Apart from the operational problems posed by the Fu-go campaign, Canadian military files reveal curious misconceptions about related matters. On April 12, 1945, Group Captain Hugh R. Stewart, Director of Intelligence, Air Force Headquarters, wrote to the RCMP suggesting that Japanese-Canadians should be interrogated as to whether they had been approached by Japanese agents seeking information about the balloons. Deputy Commissioner F.J. Read replied on April 17, 1945. Stewart’s idea had been “based on the assumption that the Japanese maintain a widespread network of espionage in Canada.” Read was almost contemptuous of the idea. “Such an assumption has no foundation and cannot be entertained in the light of our experience.” The police, in short, had a greater grasp of the espionage threat (non-existent) than the RCAF.

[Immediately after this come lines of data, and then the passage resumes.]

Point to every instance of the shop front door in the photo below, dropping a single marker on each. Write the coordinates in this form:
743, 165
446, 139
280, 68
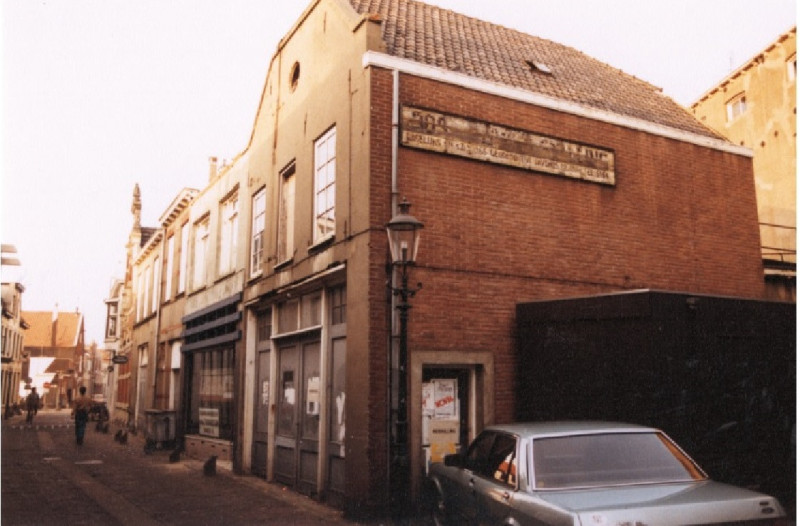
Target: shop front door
297, 436
261, 417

Spurious reports of high altitude balloons continued into July 1945. Western Air Command dismissed many of these as being sightings of the planet Venus. Fu-go dropped from operational notice until December 1952 when an RCAF staff officer suggested that incendiary balloons launched from Russian submarines and merchant ships might pose a serious threat to forests as far east as Ontario. He presented a weak case, especially as he blamed Japanese balloons for some 1944 fires that had occurred months before the Fu-go campaign began. Squadron Leader G.R.M. Hunt, writing on Dec. 16, 1952, shredded this paranoid projection, partly with facts about the ineffectiveness of the Japanese weapons, but also with sarcasm. Of the submarine threat he wrote, “Soviet submarines will have plenty to do trying to sink our shipping in the Atlantic, not wasting their time in the Pacific.” As to merchant ships as balloon launching platforms, Hunt asked, “What is the U.S. Navy doing letting ocean-going vessels steam up and down our West Coast?”

Overall, the Fu-go campaign may be regarded as an interesting subject from the vantage points of Japan and North America. It was, nevertheless, a doomed enterprise—a feeble offensive that largely frustrated the defenders but ultimately failed through its own operational limit­ations and technical shortcomings.